Over the last couple months a number of news stories and editorials have pondered the decline of central bank independence. These stories have primarily focused on how various central banks, especially the Fed, will adjust their inflation targeting policy as political pressure becomes increasingly tied to monetary policy. The most astute of these commentaries have suggested that central banks might target nominal GDP as a more technical mechanism to target higher inflation. As a growing body of academic research has noted, new monetary policy mechanisms and increased technocracy have a long history of coaxing the Fed into increased transparency as a means of combating political pressure. So, while some commentators have suggested that the Fed might follow the tack of the Bank of Japan and the Bank of England by opening discussing the possibility of targeting nominal GDP, I don't see such a bold step coming from the Fed anytime soon.
This is not to suggest that Fed policymakers are somehow behind the BOJ or BOE, just that their circumstances are different. Incoming BOJ Governor Kuroda has made it very clear that he is attempting to reach 2% inflation within the next two years. This is a remarkably bold goal for a country that has been struggling with deflation for years and it will require bold rhetoric like ECB President Mario Draghi coupled with bold stimulative measures comparable to the QE done in Britain and the U.S. Unfortunately, most astute central bank watchers have already noted that even with such bold action, Kuroda might not have 2 years to produce results before the market begins to sour on his policies. So, Kuroda's hand is forced to work in tandem with Prime Minister Abe's fiscal policy to make headway toward the 2% inflation target within the next 6-12 months.
Incoming Bank of England Governor Mark Carney faces a completely different situation. With Britain's economy contracting (or nearly contracting) for the third time in the last few years, the Bank has found itself more powerful than ever.

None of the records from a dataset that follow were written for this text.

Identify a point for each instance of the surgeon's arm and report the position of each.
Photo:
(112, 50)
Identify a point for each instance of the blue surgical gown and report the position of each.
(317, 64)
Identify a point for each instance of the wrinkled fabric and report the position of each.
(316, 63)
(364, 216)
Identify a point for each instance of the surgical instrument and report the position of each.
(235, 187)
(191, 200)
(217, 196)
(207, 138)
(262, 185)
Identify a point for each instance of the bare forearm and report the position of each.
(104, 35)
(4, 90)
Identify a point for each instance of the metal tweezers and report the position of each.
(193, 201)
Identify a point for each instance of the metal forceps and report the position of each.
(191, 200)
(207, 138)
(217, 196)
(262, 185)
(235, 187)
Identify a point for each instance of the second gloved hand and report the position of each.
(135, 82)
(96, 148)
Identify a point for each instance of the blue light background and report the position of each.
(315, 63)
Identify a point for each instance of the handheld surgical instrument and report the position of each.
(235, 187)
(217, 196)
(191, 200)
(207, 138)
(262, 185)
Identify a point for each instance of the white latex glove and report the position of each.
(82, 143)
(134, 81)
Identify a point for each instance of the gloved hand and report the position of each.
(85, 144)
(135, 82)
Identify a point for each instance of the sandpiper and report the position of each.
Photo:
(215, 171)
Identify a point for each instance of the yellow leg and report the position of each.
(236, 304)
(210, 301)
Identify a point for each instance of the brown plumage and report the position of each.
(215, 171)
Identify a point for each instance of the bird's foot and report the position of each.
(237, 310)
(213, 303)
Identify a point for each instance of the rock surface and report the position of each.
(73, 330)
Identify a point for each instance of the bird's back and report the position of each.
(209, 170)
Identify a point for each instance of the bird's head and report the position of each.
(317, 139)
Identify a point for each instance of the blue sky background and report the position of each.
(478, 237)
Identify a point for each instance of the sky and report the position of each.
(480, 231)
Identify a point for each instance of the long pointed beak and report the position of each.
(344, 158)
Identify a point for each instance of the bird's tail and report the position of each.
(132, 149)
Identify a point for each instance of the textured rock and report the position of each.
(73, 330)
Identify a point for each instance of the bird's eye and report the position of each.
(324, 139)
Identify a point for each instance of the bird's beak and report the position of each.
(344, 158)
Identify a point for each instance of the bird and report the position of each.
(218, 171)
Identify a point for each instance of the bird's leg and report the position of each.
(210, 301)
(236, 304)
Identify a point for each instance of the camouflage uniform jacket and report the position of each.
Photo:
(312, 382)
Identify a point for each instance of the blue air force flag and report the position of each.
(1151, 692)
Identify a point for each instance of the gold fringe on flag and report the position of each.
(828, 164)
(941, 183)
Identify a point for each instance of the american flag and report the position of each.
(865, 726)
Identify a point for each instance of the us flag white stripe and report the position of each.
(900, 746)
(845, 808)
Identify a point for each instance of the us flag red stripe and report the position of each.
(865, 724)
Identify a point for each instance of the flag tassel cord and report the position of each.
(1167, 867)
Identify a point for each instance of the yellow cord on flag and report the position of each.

Specifically, regulatory powers that the BOE voluntarily ceded in 1998 have been restored and strengthened. However, British inflation is running above target, thus limiting the desire for additional quantitative easing. Nevertheless, recent BOE meetings have demonstrated that a solid minority of policymakers (including outgoing Governor Mervyn King) have supported additional asset purchases to stimulate the British economy, regardless of inflationary pressure. It may come down to politics to determine whether new BOE Governor Carney will tolerate higher inflation to pull Britain from the economic doldrums or whether he is more concerned with maintaining Bank credibility via his mandate to maintain price stability.
Since the Fed has an ongoing QE program, the decision Fed policymakers face is slightly different than that of Japanese or British policymakers; it is a question of how long they will continue asset purchases at their current rate. This week Atlanta Fed President Dennis Lockhart gave a speech indicating that QE will continue through the remainder of 2013 and possibly into 2014. He did not specify that asset purchases would continue at their current rate, but as one of the more hawkish Fed policymakers his words suggest a consensus view that QE will persist through year-end. This does not contradict my earlier prediction that QE will begin to "taper off" in September or possibly as late as December (depending on economic conditions), but it does suggest that even as the FOMC becomes more hawkish in 2014, QE may continue as needed.
Where politics comes into play at the Fed is more nuanced, and like the Bank of England it has to do with regulation. Once again Republicans in the Senate are holding up the nomination of Consumer Financial Protection Bureau chief Richard Cordray as leverage to pull the new agency out of the Fed and make it independent. The goal of this independence is not necessarily better policy, but increased Congressional oversight via appropriations. As part of the Fed, the CFPB is not subject to Congressional appropriations and therefore outside the reach on members of Congress looking to weaken it by squelching out funds. This political pressure does not go unnoticed on the monetary policy side of the Fed, especially on the heels of the misguided election-year push to audit the Fed.
Recent events suggests that Congress is seeking to increase its say in Fed policy, so the Fed is unlikely to open the door to increased oversight by changing the parameters upon which they make policy to a nominal GDP target. Ultimately, this means that for all the talk of changing Fed policy, we are unlikely to see a dramatic shift in the near future, even as politicians continue their efforts to chip away at central bank independence. Asset purchases are likely to be the policy of note for the remainder of the year and even with continued murmuring about a shift to nominal GDP targeting or a higher inflation target, I still expect my initial timeline of QE tapering off beginning in September and lasting into 2014 to be roughly accurate. If anything, President Lockhart's speech might push this timeline to QE not beginning to taper off until December, but either way investors should expect asset purchases to continue for several months before slowly drawing down in 2014 under a more hawkish FOMC.